Report: Errors abound in Social Security disability decisions

For those in Wisconsin who have ever been in need of Social Security disability benefits, it must make your blood boil when you read news stories about SSDI fraud–people who do not deserve these benefits somehow making their way through the tedious application process. Many of us wonder how legitimate claims can be so often denied while fraudulent claims are approved.

It appears a new congressional report may have an explanation. The administrative law judges who rule on SSDI claims are not properly reviewing all of the evidence, according to the Republican staff of the Senate permanent subcommittee on investigations that did a an evaluation of a sample of 300 cases.

Of those cases, congressional staff found that more than a quarter were errantly decided. In these cases, benefits were awarded before judges paid any attention to insufficient evidence. One could fathom that there are thus many claims that do contain sufficient evidence of a disability, but judges are not taking the time to review this either–resulting in an improper denial of benefits.

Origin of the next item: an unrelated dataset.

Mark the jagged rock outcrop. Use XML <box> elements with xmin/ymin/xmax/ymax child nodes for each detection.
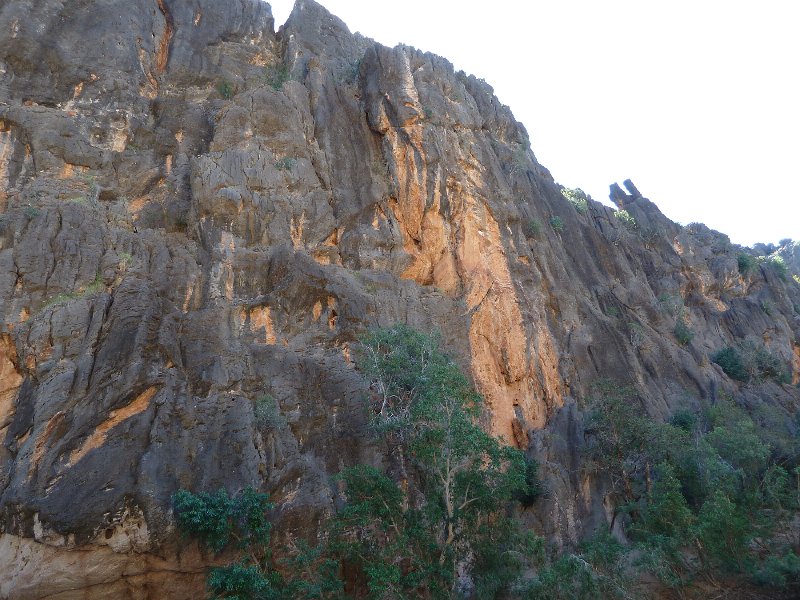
<box><xmin>1</xmin><ymin>1</ymin><xmax>799</xmax><ymax>597</ymax></box>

Some believe the judges may be making the very serious mistakes because they are under pressure to work their way through an immense backlog of claims. SSDI administrative law judges are reportedly expected to rule on 500 or more cases per year. According to the congressional report, one judge actually decided an average of 1,800 cases per year for three years in a row.

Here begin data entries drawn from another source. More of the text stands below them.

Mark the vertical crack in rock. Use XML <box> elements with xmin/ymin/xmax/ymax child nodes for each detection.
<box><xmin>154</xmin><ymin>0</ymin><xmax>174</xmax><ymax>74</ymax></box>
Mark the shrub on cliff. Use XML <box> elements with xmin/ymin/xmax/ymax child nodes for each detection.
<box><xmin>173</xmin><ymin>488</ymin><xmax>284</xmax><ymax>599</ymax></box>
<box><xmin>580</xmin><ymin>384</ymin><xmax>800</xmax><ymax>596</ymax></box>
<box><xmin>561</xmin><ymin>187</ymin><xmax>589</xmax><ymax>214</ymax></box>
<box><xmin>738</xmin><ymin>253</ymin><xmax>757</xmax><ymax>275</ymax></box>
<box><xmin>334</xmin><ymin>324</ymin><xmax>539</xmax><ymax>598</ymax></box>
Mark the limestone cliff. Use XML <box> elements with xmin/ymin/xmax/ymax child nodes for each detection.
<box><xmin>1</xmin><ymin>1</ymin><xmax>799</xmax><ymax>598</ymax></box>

It is very difficult and tedious to put together an SSDI claim that accurately portrays a person’s disability. Often, because the person is dealing with a disability, it is extra difficult to find the time to gather all of the necessary documentation. But, even when someone does everything right, they might be denied for the reasons mentioned above, among other issues. It is important that these people have advocates who can ensure they obtain the benefits they deserve.